Transportation Engineer Kaitlynn Pecha spends her days making sure that transportation projects at the Washington State Department of Transportation (WSDOT) meet design guidelines. But after work, Pecha becomes a force to be reckoned with on roller skates as part of the Rat City Roller Derby (RCRD) league.
Pecha started at WSDOT in 2013 as a temporary Technician in the Everett Construction office and is now a permanent Transportation Engineer III for the Northwest Region. In addition to reviewing design guidelines, she also ensures that the documentation that WSDOT retains in its archives are accurate and consistent.
In roller derby, Pecha goes by the name of ‘Shear Force’ – #37 on the Derby Liberation Front team. She was inspired to join after seeing her first RCRD match a few years ago.
“I went to see a bout [a derby match] with my in-laws and was entranced,” she said. “It looked like a ton of fun, so I jumped in!”
While she had done inline skating as a kid, she had never considered roller derby until that first match. Pecha started in the Pinkies, the beginner skater program for RCRD, in September of 2017 and by last October, she was drafted to a team.
Roller derby is a contact sport that traces its origins back to roller-skating marathons in the 1930s. In its heyday in the 1940s, roller derby was watched by millions of spectators all across the United States. Over the years, the sport became more theatrical, with scripted bouts, but it mostly faded in popularity until a resurgence in the early 2000s.

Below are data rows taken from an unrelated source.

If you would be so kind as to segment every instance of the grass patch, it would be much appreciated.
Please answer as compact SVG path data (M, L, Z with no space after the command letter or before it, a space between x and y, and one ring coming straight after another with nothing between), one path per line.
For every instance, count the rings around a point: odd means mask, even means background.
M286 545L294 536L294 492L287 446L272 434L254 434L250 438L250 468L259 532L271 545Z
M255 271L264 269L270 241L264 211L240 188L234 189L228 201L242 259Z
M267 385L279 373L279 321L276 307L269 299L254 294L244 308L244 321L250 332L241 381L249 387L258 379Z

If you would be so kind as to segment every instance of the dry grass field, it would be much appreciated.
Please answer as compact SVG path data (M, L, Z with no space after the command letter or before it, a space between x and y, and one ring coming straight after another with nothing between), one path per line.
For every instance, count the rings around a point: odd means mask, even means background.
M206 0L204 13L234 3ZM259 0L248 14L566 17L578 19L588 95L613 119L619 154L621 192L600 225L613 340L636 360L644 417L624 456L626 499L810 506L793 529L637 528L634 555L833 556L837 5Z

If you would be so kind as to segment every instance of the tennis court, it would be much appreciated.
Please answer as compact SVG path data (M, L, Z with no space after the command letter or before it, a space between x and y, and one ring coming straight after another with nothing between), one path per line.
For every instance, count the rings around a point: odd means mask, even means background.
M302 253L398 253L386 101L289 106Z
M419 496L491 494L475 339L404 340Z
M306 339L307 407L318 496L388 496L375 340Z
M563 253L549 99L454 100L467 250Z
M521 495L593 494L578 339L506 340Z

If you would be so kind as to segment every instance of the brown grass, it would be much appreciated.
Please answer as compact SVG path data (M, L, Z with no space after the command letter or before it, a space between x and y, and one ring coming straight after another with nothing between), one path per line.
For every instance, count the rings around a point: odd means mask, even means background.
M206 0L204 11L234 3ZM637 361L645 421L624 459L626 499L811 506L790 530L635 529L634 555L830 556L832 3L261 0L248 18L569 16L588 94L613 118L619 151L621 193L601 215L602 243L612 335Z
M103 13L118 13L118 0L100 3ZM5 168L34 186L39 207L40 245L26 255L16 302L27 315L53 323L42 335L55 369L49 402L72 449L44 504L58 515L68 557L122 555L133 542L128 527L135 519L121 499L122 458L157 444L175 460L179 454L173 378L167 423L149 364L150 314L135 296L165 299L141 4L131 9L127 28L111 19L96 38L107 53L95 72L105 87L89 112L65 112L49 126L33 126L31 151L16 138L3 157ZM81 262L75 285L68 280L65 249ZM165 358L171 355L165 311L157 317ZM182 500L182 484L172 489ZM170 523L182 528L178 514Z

The game is played on a elliptical track with two teams of five members each skating counter clockwise. The goal is to help your jammer (a skater who scores points) to lap skaters on the opposing team. All other skaters on the team play both offense and defense to help their jammer get past the other team, and hinder the opposing team’s jammer from passing.
Pecha enjoys this physicality of gameplay as well as the teamwork and camaraderie that comes with derby.
“My favorite part of roller derby is the fast-paced decision-making and communication between teammates on the track,” she said.
Today, roller derby retains some of the theatrics of its former days — like having fun pseudonyms for players — but is recognized as requiring skilled athleticism.
While most teams are all-female, there are an increasing number of male and co-ed leagues. In 2018, the Women’s Flat Track Derby Association had more than 400 member leagues. Roller derby is under consideration for an Olympic sport in 2020.
The RCRD is now in its 15th season. “Rat City” is a nickname for White Center, where their first practice location – the Southgate Roller Rink – is located. Formerly called the Rat City “Rollergirls,” they recently rebranded to be more inclusive and empowering.
Pecha is grateful that she has a rewarding job that also allows her the time to do the things she enjoys outside of work.
“Being in a union helps me have better work-life balance,” said Pecha. “It would be immensely harder to fit all of the practices, workouts, and league work required for roller derby into my schedule otherwise.”
In addition to derby, Pecha also enjoys reading, crafts, and spending time with friends, family, and her pets.